私が三叉神経痛にかかって4年弱が経ちました。
この神経痛は顔の感覚を脳に伝える三叉神経に突発的な痛みがはしる病気で、その痛みは強くなってくると動けなくなるほど辛いものです。

発作は長くても数分でおさまりますが、これが毎日やってくるととても大変です。
私は鼻の左下が傷む症状で、髭剃りや食事の時によく痛みが発生します。痛みが発生するトリガーポイントは人それぞれらしく、たばこの煙を吸うと次の日の朝に発作が出るという人もいるそうです。
最近では三叉神経が周囲にある血管から圧迫されることで起こる症状というのが説が有力らしいです。
今日は4年弱をこの病気とどう付き合ってきたかを書きたいと思います。

発症から三叉神経痛と診断されるまで

初めて異変を感じたのは2009年の12月頃。歯茎の左上が傷んだので、虫歯かなと思いました。しかし、歯医者に行っても虫歯は無く、「噛み合わせが少し悪いかな」と治療してもらいました。それでも治ることなくもう一度行くと「君は歯を食いしばりすぎかもしれない」と注意を受けました。そうやって言われてみると顔や歯を洗っているときに力が入っている気がするなと思いました。
それから力を抜くように意識したら症状が改善され、しばらく痛みが出ることがありませんでした。

1年くらい経ってからまた同じような症状で、前よりも強い痛みが走るようになりました。前回とは違う歯医者へ行ったところ、「虫歯もないし、噛み合わせも悪くない。レントゲンをとっても何も異常がない。」と言われました。
その歯医者さんが「もしかしたら、三叉神経痛かもしれない。脳外科に行ってみなさい。」と教えてくれ、脳神経外科のある病院へ行きCTやMRIを取ったところ三叉神経痛と診断されました。

脳神経外科での投薬治療、神経ブロック注射

病院を変えてから一番先に行われたのは投薬治療でした。痛みを抑えるには人それぞれ合う薬が違うらしく、ロキソニンボルタレンなどの痛みどめを服用しましたが、改善されませんでした。
私に合っていたのは抗てんかん薬としても使われるテグレトールでした。初めのうちは半錠くらいで痛みが抑えられていましたが、服用を続けるうちに効果が薄れていったので量を増やしました。
そうすると今度は副作用の眠気で、仕事中もうっかり眠ってしまいそうになります。そんな状態で過ごしているわけにもいかず、次は神経ブロックの注射をすることにしました。
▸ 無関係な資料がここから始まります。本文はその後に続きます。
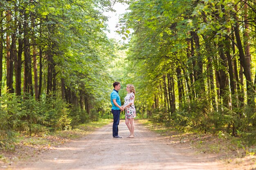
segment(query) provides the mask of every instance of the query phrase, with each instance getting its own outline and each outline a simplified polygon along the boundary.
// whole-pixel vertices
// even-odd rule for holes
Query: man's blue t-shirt
[[[118,94],[118,91],[114,89],[111,94],[110,95],[110,101],[111,102],[111,104],[112,104],[112,109],[114,110],[120,110],[118,107],[114,104],[113,103],[113,99],[115,99],[116,102],[117,103],[117,104],[120,106],[121,106],[121,100],[120,99],[120,96]]]

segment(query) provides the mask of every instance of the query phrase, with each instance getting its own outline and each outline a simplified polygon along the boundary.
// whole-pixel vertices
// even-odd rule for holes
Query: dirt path
[[[172,146],[163,137],[135,124],[135,137],[128,138],[123,121],[122,139],[113,138],[112,124],[93,134],[47,151],[38,157],[12,165],[10,170],[223,170],[215,158]],[[201,156],[200,156],[201,155]]]

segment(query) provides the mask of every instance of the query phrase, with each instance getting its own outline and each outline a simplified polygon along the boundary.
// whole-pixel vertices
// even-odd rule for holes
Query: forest
[[[106,35],[117,2],[128,5]],[[256,140],[254,0],[0,0],[0,147],[110,118],[112,83],[138,118]],[[122,101],[123,102],[123,101]]]

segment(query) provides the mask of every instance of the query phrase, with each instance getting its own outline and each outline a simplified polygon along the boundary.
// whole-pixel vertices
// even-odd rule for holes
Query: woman
[[[133,119],[136,117],[136,110],[134,106],[135,88],[132,84],[126,85],[126,91],[128,93],[124,97],[124,104],[122,107],[125,110],[125,123],[127,126],[130,135],[128,137],[134,137],[134,123]]]

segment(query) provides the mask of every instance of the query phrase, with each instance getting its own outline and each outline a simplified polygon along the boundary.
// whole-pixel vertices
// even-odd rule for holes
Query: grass
[[[191,148],[195,149],[198,153],[219,154],[224,156],[231,154],[241,157],[253,156],[256,152],[256,146],[247,146],[239,138],[228,134],[213,135],[200,132],[184,132],[174,127],[167,127],[163,124],[152,122],[148,119],[139,119],[138,122],[161,135],[169,137],[172,143],[186,143]]]
[[[111,119],[100,119],[97,121],[80,124],[72,129],[57,131],[38,136],[20,134],[13,144],[14,147],[0,149],[0,167],[1,164],[20,159],[27,159],[52,146],[81,138],[112,121]]]

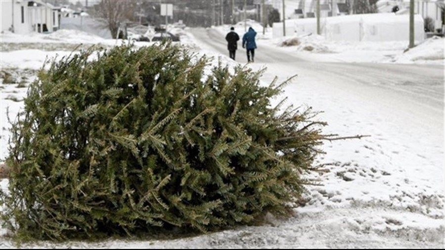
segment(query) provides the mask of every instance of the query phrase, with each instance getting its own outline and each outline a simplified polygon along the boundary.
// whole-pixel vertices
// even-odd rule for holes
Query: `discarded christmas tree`
[[[17,235],[250,224],[288,214],[308,184],[324,124],[272,107],[285,83],[261,86],[262,71],[206,71],[207,58],[168,43],[48,63],[12,123],[2,200]]]

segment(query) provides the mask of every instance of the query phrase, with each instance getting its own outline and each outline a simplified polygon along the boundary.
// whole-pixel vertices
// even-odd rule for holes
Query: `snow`
[[[272,39],[271,29],[268,28],[263,34],[263,28],[259,24],[250,22],[247,28],[251,26],[258,32],[259,54],[257,57],[261,56],[262,51],[278,51],[285,53],[287,58],[295,58],[296,61],[304,58],[309,62],[302,62],[302,65],[323,63],[323,65],[335,68],[336,65],[347,66],[348,63],[371,63],[376,67],[394,65],[404,70],[405,68],[400,65],[436,67],[434,69],[445,67],[443,38],[427,39],[404,52],[407,47],[407,41],[328,41],[315,35]],[[222,42],[225,43],[223,37],[230,27],[213,27],[205,32],[219,36]],[[234,27],[242,38],[245,32],[244,23]],[[181,36],[181,44],[196,50],[199,55],[214,57],[214,64],[218,60],[229,67],[240,63],[230,59],[228,53],[222,54],[222,49],[226,49],[222,43],[222,50],[218,50],[211,43],[199,39],[193,35],[197,33],[189,28],[174,31]],[[35,79],[36,71],[41,68],[47,57],[68,55],[71,53],[73,45],[100,43],[111,46],[125,42],[66,30],[47,35],[5,33],[0,34],[0,39],[1,74],[3,71],[9,72],[17,82],[25,83]],[[283,42],[291,39],[298,40],[298,45],[282,46]],[[135,43],[136,46],[151,43]],[[310,46],[313,48],[310,51],[307,49]],[[242,51],[239,49],[237,54],[237,59],[240,62],[245,61]],[[289,104],[312,106],[314,110],[323,111],[319,119],[329,124],[323,129],[325,133],[371,135],[360,140],[325,143],[322,149],[326,154],[321,156],[316,163],[331,164],[327,166],[326,172],[308,175],[318,180],[323,185],[308,187],[304,196],[307,203],[304,207],[295,208],[293,217],[283,220],[270,216],[267,223],[262,226],[239,227],[171,240],[39,242],[25,244],[20,248],[445,247],[443,110],[445,78],[442,79],[440,86],[431,90],[435,91],[434,94],[425,97],[439,103],[442,107],[424,110],[422,105],[429,102],[419,102],[422,100],[415,99],[407,101],[403,97],[394,98],[396,95],[392,94],[393,89],[380,88],[379,84],[383,83],[379,83],[377,81],[371,85],[346,85],[343,81],[352,77],[354,73],[342,79],[330,78],[329,74],[333,73],[328,70],[323,71],[324,74],[314,74],[311,68],[296,68],[295,65],[299,64],[279,60],[260,62],[247,67],[255,70],[267,67],[267,70],[262,79],[265,84],[275,76],[283,81],[298,74],[297,79],[286,87],[281,97],[289,97]],[[337,64],[325,64],[330,63]],[[372,70],[370,67],[370,74]],[[426,70],[425,78],[436,77],[429,75],[431,72]],[[384,76],[385,74],[390,76],[391,74],[381,73]],[[363,76],[363,79],[366,77],[368,77]],[[376,79],[378,79],[376,77]],[[6,110],[13,119],[14,115],[23,108],[23,102],[21,100],[26,95],[26,87],[5,83],[2,79],[1,81],[0,162],[7,154],[9,135],[7,129],[9,125],[5,118]],[[412,87],[420,87],[418,85]],[[410,90],[409,88],[403,89]],[[433,97],[437,99],[433,100]],[[376,101],[376,99],[378,101]],[[399,109],[395,109],[395,107]],[[2,180],[0,186],[6,191],[8,180]],[[4,237],[6,233],[4,228],[0,230],[2,236],[0,247],[16,247]]]

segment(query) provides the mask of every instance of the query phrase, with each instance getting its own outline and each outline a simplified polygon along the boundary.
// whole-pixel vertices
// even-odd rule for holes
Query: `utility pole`
[[[414,0],[409,1],[409,45],[408,47],[414,47]]]
[[[244,32],[247,31],[247,20],[246,20],[246,17],[247,15],[246,14],[246,9],[247,8],[247,0],[244,0]]]
[[[321,35],[320,29],[320,0],[317,0],[317,35]]]
[[[263,35],[264,35],[266,33],[266,22],[265,20],[266,20],[266,15],[265,13],[266,13],[266,10],[264,9],[264,0],[261,0],[261,22],[263,23]]]
[[[235,7],[235,0],[232,0],[232,24],[235,24],[235,11],[233,8]]]
[[[284,0],[283,0],[283,36],[286,36],[286,12],[284,12]]]
[[[224,0],[221,0],[221,25],[224,24]]]
[[[215,0],[212,0],[212,25],[215,26],[215,21],[216,20],[216,16],[215,11]]]

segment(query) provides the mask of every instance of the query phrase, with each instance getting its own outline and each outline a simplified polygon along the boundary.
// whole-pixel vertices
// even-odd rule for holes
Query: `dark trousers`
[[[255,49],[248,48],[247,49],[247,61],[251,61],[250,57],[252,56],[252,61],[254,61],[254,58],[255,57]]]
[[[229,56],[233,60],[235,60],[235,52],[236,50],[229,50]]]

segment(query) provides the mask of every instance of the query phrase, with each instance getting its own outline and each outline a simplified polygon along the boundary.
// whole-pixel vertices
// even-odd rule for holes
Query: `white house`
[[[49,3],[40,0],[2,0],[0,4],[0,32],[26,34],[52,32],[59,28],[59,11]]]
[[[0,1],[0,12],[1,14],[0,32],[9,31],[18,34],[29,32],[28,11],[26,1]]]

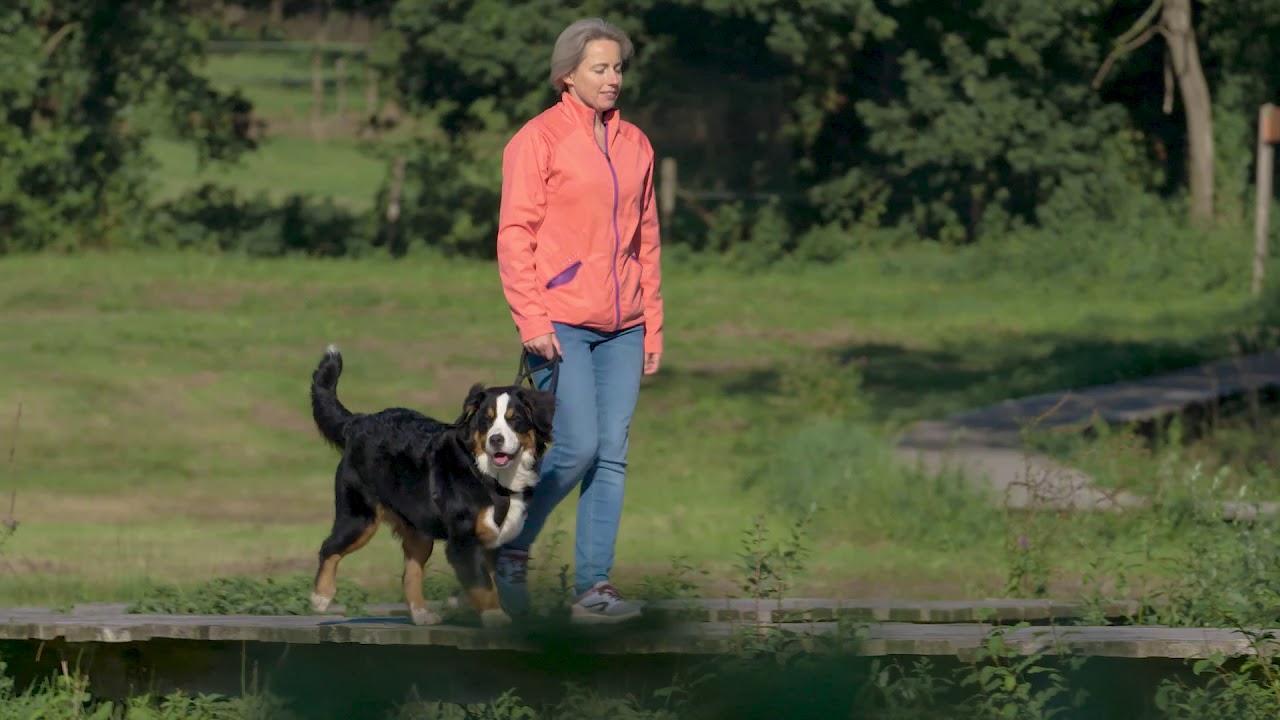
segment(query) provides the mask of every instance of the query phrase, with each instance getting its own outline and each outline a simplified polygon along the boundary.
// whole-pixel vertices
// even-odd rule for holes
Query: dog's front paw
[[[428,607],[410,607],[408,616],[415,625],[439,625],[440,616]]]
[[[324,612],[325,610],[329,610],[330,602],[333,602],[332,597],[311,593],[311,610],[315,610],[316,612]]]
[[[480,624],[485,628],[503,628],[511,624],[511,615],[502,610],[485,610],[480,614]]]

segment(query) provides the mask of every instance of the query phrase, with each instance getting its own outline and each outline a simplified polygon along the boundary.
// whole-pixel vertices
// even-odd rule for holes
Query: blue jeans
[[[524,530],[507,546],[529,551],[547,518],[575,486],[573,543],[579,593],[609,579],[622,516],[631,416],[644,369],[644,325],[616,333],[553,323],[561,345],[556,387],[554,443],[543,457],[541,479],[529,503]],[[530,357],[534,383],[550,386],[550,365]]]

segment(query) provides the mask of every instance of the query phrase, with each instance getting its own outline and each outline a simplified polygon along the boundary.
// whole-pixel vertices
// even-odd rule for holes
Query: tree
[[[250,104],[195,69],[191,3],[17,0],[0,33],[0,254],[142,240],[151,132],[201,161],[252,147]]]
[[[1187,119],[1190,218],[1193,223],[1207,227],[1213,222],[1213,102],[1196,41],[1192,0],[1155,0],[1138,20],[1116,38],[1111,54],[1093,78],[1093,87],[1097,90],[1102,86],[1102,81],[1117,59],[1142,47],[1157,35],[1165,40],[1164,110],[1166,114],[1172,113],[1172,91],[1176,86]]]

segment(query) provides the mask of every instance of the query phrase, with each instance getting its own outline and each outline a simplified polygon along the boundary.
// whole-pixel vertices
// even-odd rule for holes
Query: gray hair
[[[564,92],[564,76],[573,72],[582,55],[586,54],[586,44],[593,40],[612,40],[622,49],[622,61],[631,59],[635,49],[631,38],[617,26],[612,26],[600,18],[584,18],[575,20],[564,28],[556,38],[556,49],[552,50],[552,87],[558,92]]]

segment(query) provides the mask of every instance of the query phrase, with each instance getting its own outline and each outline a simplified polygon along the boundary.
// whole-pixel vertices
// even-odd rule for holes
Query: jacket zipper
[[[620,331],[622,288],[618,282],[618,250],[622,247],[622,233],[618,232],[618,170],[613,167],[613,158],[609,158],[609,120],[600,118],[600,122],[604,124],[604,161],[609,164],[609,174],[613,177],[613,329]]]

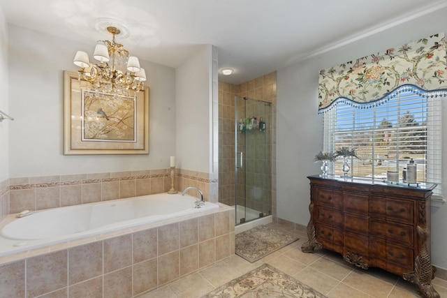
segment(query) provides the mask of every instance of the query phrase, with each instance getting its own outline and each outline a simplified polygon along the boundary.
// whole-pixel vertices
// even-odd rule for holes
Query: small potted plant
[[[328,163],[329,161],[335,161],[335,155],[332,152],[323,152],[320,151],[315,156],[315,162],[321,161],[321,171],[323,174],[320,176],[325,177],[328,176]]]
[[[348,165],[348,159],[350,157],[357,157],[357,153],[356,152],[356,148],[342,147],[335,151],[335,157],[343,157],[343,170],[344,177],[348,177],[348,172],[349,172],[349,165]]]

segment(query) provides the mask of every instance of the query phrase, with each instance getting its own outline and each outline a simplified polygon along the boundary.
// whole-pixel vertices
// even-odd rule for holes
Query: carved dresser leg
[[[424,298],[440,298],[439,294],[432,285],[434,277],[433,267],[430,255],[427,251],[427,239],[429,235],[428,229],[417,227],[418,234],[422,240],[422,248],[414,261],[414,271],[404,272],[402,277],[406,281],[416,284],[419,288],[419,293]]]
[[[314,214],[314,203],[310,203],[309,205],[309,211],[310,212],[310,219],[309,223],[307,223],[307,242],[301,246],[301,251],[303,253],[312,253],[314,248],[321,248],[323,246],[320,242],[316,240],[315,237],[315,225],[312,221],[312,214]]]

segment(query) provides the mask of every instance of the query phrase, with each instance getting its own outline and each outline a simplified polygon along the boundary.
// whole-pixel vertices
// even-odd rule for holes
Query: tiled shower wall
[[[9,213],[9,180],[0,181],[0,221]]]
[[[271,194],[272,214],[276,216],[276,106],[277,73],[235,85],[219,82],[219,202],[233,206],[235,196],[235,96],[272,103]]]
[[[196,186],[210,198],[217,181],[207,173],[176,169],[174,188]],[[164,193],[171,188],[170,169],[72,175],[10,178],[0,183],[0,214]],[[188,194],[198,197],[198,192]]]

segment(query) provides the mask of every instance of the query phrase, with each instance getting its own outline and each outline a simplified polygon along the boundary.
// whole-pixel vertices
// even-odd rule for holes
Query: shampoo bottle
[[[406,182],[416,183],[417,172],[417,166],[413,158],[410,158],[410,162],[406,164]]]

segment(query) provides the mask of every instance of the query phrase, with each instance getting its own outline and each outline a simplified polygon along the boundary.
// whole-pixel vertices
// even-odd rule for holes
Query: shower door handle
[[[236,152],[236,167],[242,167],[242,152]]]

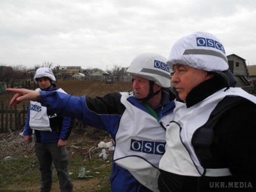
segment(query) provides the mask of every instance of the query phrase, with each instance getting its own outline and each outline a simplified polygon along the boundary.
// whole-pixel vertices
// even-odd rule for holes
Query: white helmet
[[[49,78],[51,81],[56,81],[56,79],[52,70],[48,67],[41,67],[37,69],[35,72],[35,76],[34,77],[34,81],[35,83],[37,83],[37,79],[38,78],[44,77]]]
[[[208,72],[227,70],[224,47],[211,33],[195,32],[177,40],[172,47],[167,64],[184,64]]]
[[[170,67],[166,61],[156,54],[140,54],[133,59],[127,72],[153,81],[162,87],[170,87]]]

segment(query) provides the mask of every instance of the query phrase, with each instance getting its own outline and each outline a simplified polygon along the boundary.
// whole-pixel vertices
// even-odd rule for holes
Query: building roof
[[[256,65],[247,66],[248,70],[249,72],[249,76],[256,76]]]
[[[80,66],[59,66],[60,70],[80,70]]]
[[[244,61],[246,61],[246,59],[244,59],[242,58],[241,57],[238,56],[237,55],[236,55],[236,54],[231,54],[231,55],[227,55],[227,58],[228,56],[237,56],[237,57],[239,58],[240,59],[243,60]]]

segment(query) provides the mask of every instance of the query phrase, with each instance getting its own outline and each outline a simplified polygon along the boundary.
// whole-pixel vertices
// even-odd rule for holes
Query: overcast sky
[[[255,23],[255,0],[0,0],[0,65],[129,66],[197,31],[256,65]]]

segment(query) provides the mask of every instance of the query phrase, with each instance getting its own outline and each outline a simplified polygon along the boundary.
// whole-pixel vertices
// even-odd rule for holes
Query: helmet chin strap
[[[153,87],[154,87],[154,84],[155,84],[154,81],[150,80],[150,93],[148,93],[148,95],[146,97],[144,97],[144,98],[139,98],[136,97],[136,99],[138,100],[138,101],[141,101],[141,102],[147,102],[149,99],[152,99],[154,96],[155,96],[155,95],[157,95],[157,94],[160,93],[161,90],[159,90],[154,93]]]
[[[48,78],[48,77],[47,77]],[[44,88],[43,90],[42,89],[41,89],[41,88],[40,88],[40,89],[42,90],[42,91],[48,91],[48,90],[49,90],[50,88],[51,88],[51,87],[52,87],[52,80],[49,79],[49,78],[48,78],[48,79],[49,79],[49,81],[50,81],[50,83],[51,83],[51,85],[49,86],[49,87],[47,87],[47,88]],[[38,86],[39,87],[39,85],[38,85]]]

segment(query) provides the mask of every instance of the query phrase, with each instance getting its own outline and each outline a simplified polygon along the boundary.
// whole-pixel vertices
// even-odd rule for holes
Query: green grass
[[[99,182],[99,184],[95,186],[96,191],[110,191],[109,178],[111,173],[112,154],[109,154],[108,162],[99,158],[98,153],[91,155],[91,161],[88,157],[86,157],[84,161],[84,156],[79,151],[69,156],[69,169],[72,173],[70,175],[72,181],[81,180],[77,177],[78,173],[81,168],[84,167],[86,170],[90,171],[87,175],[92,176]],[[12,191],[8,188],[13,184],[24,187],[32,186],[35,183],[39,184],[41,176],[38,167],[37,159],[33,154],[29,158],[22,156],[15,159],[0,161],[0,191]],[[86,178],[84,180],[90,179],[92,178]],[[58,182],[56,171],[54,172],[53,182]],[[24,191],[22,189],[15,190],[15,191]]]

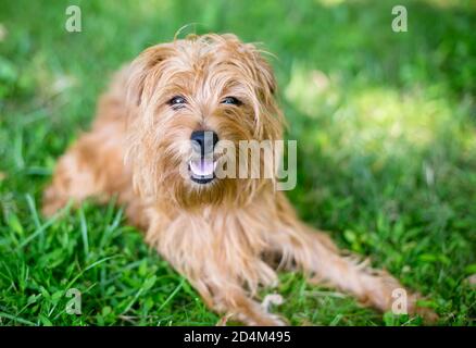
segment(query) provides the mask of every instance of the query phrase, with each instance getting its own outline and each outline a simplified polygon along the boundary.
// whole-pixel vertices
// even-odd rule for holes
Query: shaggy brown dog
[[[71,199],[116,195],[129,222],[147,231],[147,241],[206,304],[246,324],[284,322],[255,300],[259,286],[276,285],[277,269],[303,271],[390,310],[392,291],[402,288],[398,281],[343,257],[326,234],[303,224],[273,178],[200,177],[213,171],[200,151],[203,130],[213,132],[213,144],[215,137],[281,139],[275,90],[261,52],[234,35],[190,36],[147,49],[116,75],[92,129],[61,158],[43,213]],[[190,138],[199,144],[199,162],[193,146],[183,146]],[[410,313],[419,311],[416,299],[409,294]]]

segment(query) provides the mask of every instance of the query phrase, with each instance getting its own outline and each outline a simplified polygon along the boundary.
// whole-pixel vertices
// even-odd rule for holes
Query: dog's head
[[[191,36],[143,51],[127,86],[135,187],[189,207],[252,197],[270,176],[242,175],[249,164],[239,175],[239,141],[281,138],[275,89],[261,52],[234,35]],[[262,156],[260,171],[265,160],[272,161]]]

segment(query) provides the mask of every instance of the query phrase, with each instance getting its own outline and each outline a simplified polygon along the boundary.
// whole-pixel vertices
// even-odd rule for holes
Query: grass
[[[300,215],[428,296],[441,325],[474,325],[476,9],[472,1],[2,1],[0,323],[203,325],[218,316],[113,202],[38,212],[57,158],[86,129],[109,76],[186,32],[263,41],[298,140]],[[5,34],[7,32],[7,34]],[[296,325],[421,325],[281,274],[275,310]],[[70,288],[82,314],[67,314]],[[263,291],[265,294],[266,291]]]

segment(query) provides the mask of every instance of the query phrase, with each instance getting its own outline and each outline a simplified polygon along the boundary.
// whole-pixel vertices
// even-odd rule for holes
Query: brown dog
[[[392,291],[402,288],[398,281],[342,257],[327,235],[299,221],[273,178],[213,176],[226,157],[214,148],[216,140],[281,139],[275,90],[260,51],[234,35],[191,36],[147,49],[117,74],[92,129],[61,158],[43,213],[71,199],[117,195],[129,222],[147,231],[147,241],[206,304],[246,324],[284,322],[253,299],[259,286],[276,285],[276,260],[278,268],[303,271],[390,310]],[[212,134],[208,160],[205,130]],[[180,172],[184,163],[188,176]],[[416,308],[416,299],[408,296],[408,311],[433,316]]]

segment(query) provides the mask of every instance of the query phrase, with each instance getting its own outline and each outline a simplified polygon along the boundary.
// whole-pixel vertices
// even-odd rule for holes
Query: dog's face
[[[236,36],[191,37],[147,49],[133,62],[128,80],[127,158],[136,188],[188,207],[250,198],[264,179],[215,172],[241,165],[238,141],[280,139],[274,91],[270,65]],[[236,145],[235,153],[221,147],[223,140]]]

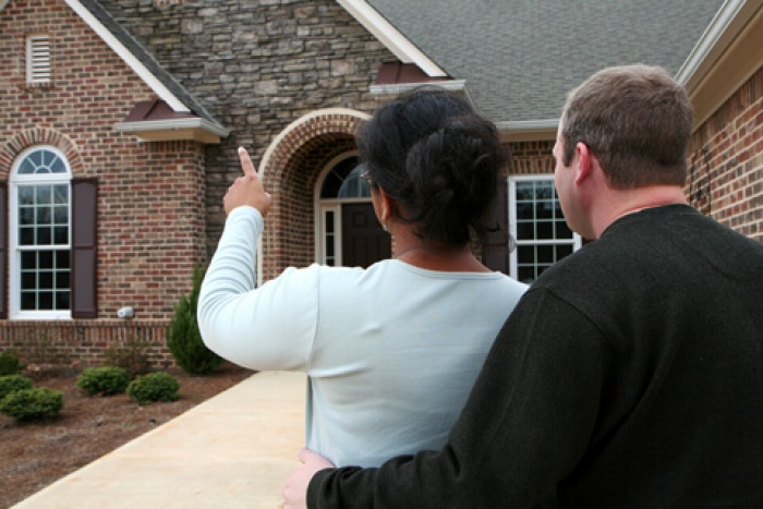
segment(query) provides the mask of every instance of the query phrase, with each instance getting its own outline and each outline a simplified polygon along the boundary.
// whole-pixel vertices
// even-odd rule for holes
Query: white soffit
[[[358,22],[387,47],[402,63],[415,63],[427,76],[447,76],[432,59],[416,48],[365,0],[337,0]]]
[[[167,102],[173,111],[189,113],[191,110],[175,97],[159,80],[156,78],[154,73],[148,71],[146,66],[141,62],[135,56],[124,47],[122,43],[114,37],[114,35],[108,31],[99,21],[96,19],[90,11],[88,11],[78,0],[64,0],[74,12],[77,13],[82,20],[89,25],[93,31],[98,34],[98,36],[106,43],[123,61],[130,69],[132,69],[150,87],[154,93],[159,96],[161,100]]]
[[[760,0],[726,0],[676,73],[676,81],[691,90],[760,7]]]

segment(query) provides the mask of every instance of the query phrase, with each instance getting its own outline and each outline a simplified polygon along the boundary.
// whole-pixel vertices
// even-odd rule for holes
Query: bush
[[[198,266],[194,267],[191,294],[180,296],[167,329],[167,347],[178,365],[191,375],[210,375],[222,363],[222,359],[204,344],[196,322],[198,292],[205,272]]]
[[[33,421],[58,414],[63,408],[63,393],[48,387],[16,390],[0,401],[0,412],[16,421]]]
[[[150,373],[137,377],[128,386],[128,396],[137,404],[148,404],[156,401],[174,401],[179,398],[180,383],[175,377],[165,372]]]
[[[31,379],[21,375],[0,376],[0,400],[16,390],[32,389],[35,385]]]
[[[124,392],[130,384],[130,374],[122,367],[89,367],[76,379],[76,386],[87,396],[113,396]]]
[[[17,375],[23,372],[26,364],[19,361],[19,354],[13,350],[0,353],[0,376]]]
[[[110,348],[106,351],[106,364],[123,367],[128,371],[130,379],[137,375],[145,375],[152,371],[147,349],[148,343],[134,340],[128,341],[124,343],[124,347]]]

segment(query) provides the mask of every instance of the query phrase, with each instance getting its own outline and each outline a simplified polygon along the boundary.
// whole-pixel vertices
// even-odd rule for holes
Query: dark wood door
[[[391,240],[370,203],[342,204],[342,265],[367,267],[391,255]]]

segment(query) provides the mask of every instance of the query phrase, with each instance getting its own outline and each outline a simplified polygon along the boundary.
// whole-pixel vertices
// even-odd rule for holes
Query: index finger
[[[244,175],[256,177],[257,172],[254,170],[252,158],[249,157],[249,153],[244,147],[239,147],[239,158],[241,159],[241,169],[244,171]]]

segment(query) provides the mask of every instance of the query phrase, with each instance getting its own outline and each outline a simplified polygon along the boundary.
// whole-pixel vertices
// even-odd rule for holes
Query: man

この注射は神経に直接刺すのでとても痛いです。神経に到達するとビリビリっといった痛みが走るほか、針が神経を探しているときも痛みがあります。
一度目の神経ブロックは成功して3週間くらいは無事に過ごせましたがその後に痛みが戻り、次は2~3年効果が続くものをやってもらうことになりました。
しかし、この神経ブロックが成功することはなく、ブロック後1週間で痛みが戻りました。もう一度同じことを試すも効果はありませんでした。
注射の痛みも嫌になってきたしこのケースだと手術で治る可能性が低いと言われました。もう一つの治療法として定位放射線治療というのがあったのですが、費用が60万くらいかかる上に完治するわけではないようで2~3年で痛みが戻るとのことでした。

接骨院での診断、鍼治療による改善

ここで他の脳神経外科へセカンドオピニオンとも考えたのですが、試しに知り合いの接骨院に行ってみることにしました。この接骨院で親戚が顔面神経麻痺を治してもらったと言う話を聞いたからです。
接骨院の先生に診てもらったところ、「左右を比べると、顔の左半分の筋肉が固くなってる」と診断されました。それからは週に1度、顔に電気を流してもらい、マッサージをしてもらうようになりました。
それと並行して知り合いに鍼灸師の卵がいたので、鍼治療をやってもらうことになりました。結果的にはこれが一番効果があったみたいで、2か月くらい治療を続けた結課、痛みが出なくなりました。

完全に治ることは無く続いている痛み

治療をやめて半年くらいが経つとまた痛みが出るようになりました。自分で顔をマッサージしたり、温かくしたタオルを当てたりしてなるべく顔の筋肉が固くならないように心がけました。そのおかげか、以前ほど強い痛みはでなくなりました。
痛みが出る時期と出ない時期を繰り返えしているので、完全に治ったとは言いきれません。ただ、自分である程度痛みをコントロールできているし、薬による副作用の辛さと比べるとこちらの方がマシだと思っています。
三叉神経痛は色々なケースがあり一概にこの方法で治るとは言い切れません。信用できるお医者さんと話し合って治療を進めるのが一番だと思います。私もこれから手術が必要なくらいに悪化する可能性が無いとは言えないので、気を付けて生活していこうと思っています。